Alcuni, come Kimya Dawson, hanno trasfigurato nel mondo fatato dell’infanzia le proprie nenie ossessive, rendendo il privato pubblico. Altri, i folk singer più impegnati, hanno fatto entrare i fantasmi della società nel proprio privato, in un processo di privatizzazione delle agonie sociali. C’è, infine, una ristretta cerchia di artisti che ha saputo mescolare entrambi i piani, rendendo universali i propri fantasmi attraverso romanzi, poesie, film. E canzoni, come quelle di Marissa Nadler, apparentemente fatte di poco più che di un tappeto di leggeressimi synth su cui poggiare il fingerpicking e la voce delicata. In realtà, capaci di sostanziare i propri fantasmi attraverso un lavoro di cesello sulla composizione e l’arrangiamento, così da rendere i tre quarti d’ora di quest’ultimo disco una summa mirabile del cantare il folk dell’ultimo secolo.

Dentro a canzoni come DesireDrive c’è l’equilibrio voce/chitarra di una Vashti Bunyan, solo asciugata dell’afflato più hippie e riconsegnata a una dimensione prewar, di un inizio Novecento polveroso e in chiaroscuro. E ci sono i testi di ordinaria sofferenza, quel racconto del sè come unica forma del vivere che ha caratterizzato tanto songwriting al femminile, dalla Karen Dalton di 1966 a Nina Simone. C’è la saggezza produttiva di Randall Dull (sì, quello del metallo trasfigurato Sunn O))), ma anche Akron/Family).
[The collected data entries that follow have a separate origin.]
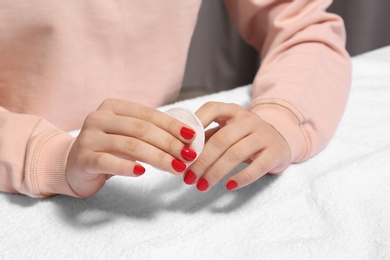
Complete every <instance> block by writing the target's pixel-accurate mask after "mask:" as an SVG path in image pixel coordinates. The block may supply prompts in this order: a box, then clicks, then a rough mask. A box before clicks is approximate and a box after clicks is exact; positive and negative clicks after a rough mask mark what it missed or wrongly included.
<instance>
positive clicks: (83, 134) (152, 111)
mask: <svg viewBox="0 0 390 260" xmlns="http://www.w3.org/2000/svg"><path fill="white" fill-rule="evenodd" d="M183 127H187V128H190V127H188V126H187V125H185V124H183V123H182V122H180V121H178V120H176V119H174V118H172V117H170V116H168V115H166V114H164V113H162V112H160V111H158V110H156V109H153V108H149V107H145V106H142V105H139V104H136V103H131V102H127V101H122V100H115V99H107V100H105V101H104V102H103V103H102V104H101V105H100V106H99V108H98V109H97V110H96V111H95V112H93V113H91V114H89V115H88V116H87V118H86V119H85V121H84V124H83V127H82V129H81V132H80V134H79V136H78V137H77V138H76V140H75V142H74V144H73V146H72V148H71V150H70V153H69V158H68V163H67V167H66V177H67V180H68V183H69V185H70V186H71V188H72V189H73V191H74V192H75V193H77V194H78V195H79V196H80V197H89V196H92V195H94V194H95V193H96V192H97V191H98V190H99V189H100V188H101V187H103V185H104V184H105V182H106V180H107V179H108V178H110V177H112V176H114V175H118V176H133V177H135V176H137V175H136V174H135V173H134V169H135V167H136V165H139V166H141V165H140V164H139V163H137V161H140V162H144V163H147V164H150V165H152V166H154V167H156V168H159V169H162V170H164V171H168V172H171V173H172V174H180V172H177V171H175V169H174V168H173V167H172V161H173V160H174V159H175V158H177V159H179V160H183V159H181V157H182V156H181V150H182V149H183V147H184V145H188V144H189V143H191V141H192V140H193V138H192V139H190V140H187V139H185V138H184V137H182V136H181V134H180V130H181V129H182V128H183Z"/></svg>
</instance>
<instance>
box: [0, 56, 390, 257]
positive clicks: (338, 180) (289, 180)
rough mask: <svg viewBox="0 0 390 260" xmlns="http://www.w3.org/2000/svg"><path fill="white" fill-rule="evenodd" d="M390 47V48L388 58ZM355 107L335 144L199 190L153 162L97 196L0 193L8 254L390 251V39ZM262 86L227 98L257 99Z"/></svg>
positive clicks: (189, 256)
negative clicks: (267, 173)
mask: <svg viewBox="0 0 390 260" xmlns="http://www.w3.org/2000/svg"><path fill="white" fill-rule="evenodd" d="M386 57H387V58H386ZM353 66H354V72H353V87H352V92H351V96H350V99H349V103H348V106H347V110H346V113H345V115H344V118H343V120H342V122H341V124H340V127H339V129H338V131H337V133H336V135H335V137H334V139H333V140H332V142H331V143H330V144H329V146H328V147H327V148H326V149H325V150H324V151H323V152H321V153H320V154H319V155H318V156H316V157H314V158H313V159H311V160H309V161H307V162H305V163H301V164H295V165H292V166H291V167H289V168H288V170H287V171H286V172H285V173H284V174H282V175H280V176H265V177H263V178H261V179H260V180H259V181H257V182H256V183H254V184H252V185H249V186H248V187H245V188H243V189H240V190H237V191H227V190H226V189H225V187H224V183H223V182H221V183H220V184H218V185H216V186H215V187H213V188H212V189H211V191H210V192H208V193H199V192H198V191H197V190H196V189H195V188H194V187H193V186H187V185H185V184H184V183H183V180H182V176H172V175H171V174H169V173H166V172H160V171H157V170H155V169H153V168H152V167H147V169H146V173H145V174H144V175H143V176H141V177H139V178H125V177H117V178H111V179H110V180H109V182H108V183H107V185H106V186H105V187H104V188H103V189H102V190H101V191H100V192H99V193H98V194H96V196H94V197H92V198H89V199H84V200H81V199H75V198H70V197H65V196H57V197H54V198H51V199H47V200H36V199H30V198H27V197H24V196H18V195H9V194H0V205H1V206H0V209H1V210H0V230H1V232H0V241H1V242H0V258H1V259H16V258H23V259H53V258H57V259H61V258H62V259H64V258H66V259H300V260H301V259H354V260H355V259H362V260H363V259H364V260H366V259H390V137H389V132H390V131H389V130H390V48H386V49H382V50H378V51H376V52H373V53H369V54H366V55H363V56H359V57H356V58H354V59H353ZM249 92H250V87H249V86H247V87H242V88H237V89H234V90H231V91H227V92H222V93H218V94H214V95H209V96H205V97H200V98H197V99H193V100H187V101H182V102H179V103H177V104H173V105H170V106H166V107H163V108H161V110H163V111H165V110H166V109H168V108H171V107H185V108H188V109H190V110H191V111H192V112H194V111H195V110H196V109H197V108H198V107H199V106H200V105H201V104H203V103H204V102H207V101H210V100H215V101H225V102H235V103H238V104H241V105H243V106H246V105H247V104H248V102H249V99H250V94H249Z"/></svg>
C’è il sapiente uso dei synth di Steven Moore, per un suono d’ambiente che sessanta anni fa avremmo affidato interamente agli archi. Ma soprattutto c’è la voce, anche elaborata, più che altro controllata, plasmata, della Nadler, e la sua intelligente scelta di lasciare riverberi lunghi alle chitarre per dare corpo a quei fantasmi che altrimenti appaiono imprendibili. Un salto in alto dell’artista americana, forse con qualche incertezza ancora da limare. Ma da qui in poi, sembra di vedere nascere una musicista che inciderà il proprio nome nella Storia. La Nadler ha la perizia di una veterana al servizio di una saggezza arrangiativa e di una scrittura – mai così felice – che promettono ancor più di quanto già – ed è molto – non dicano.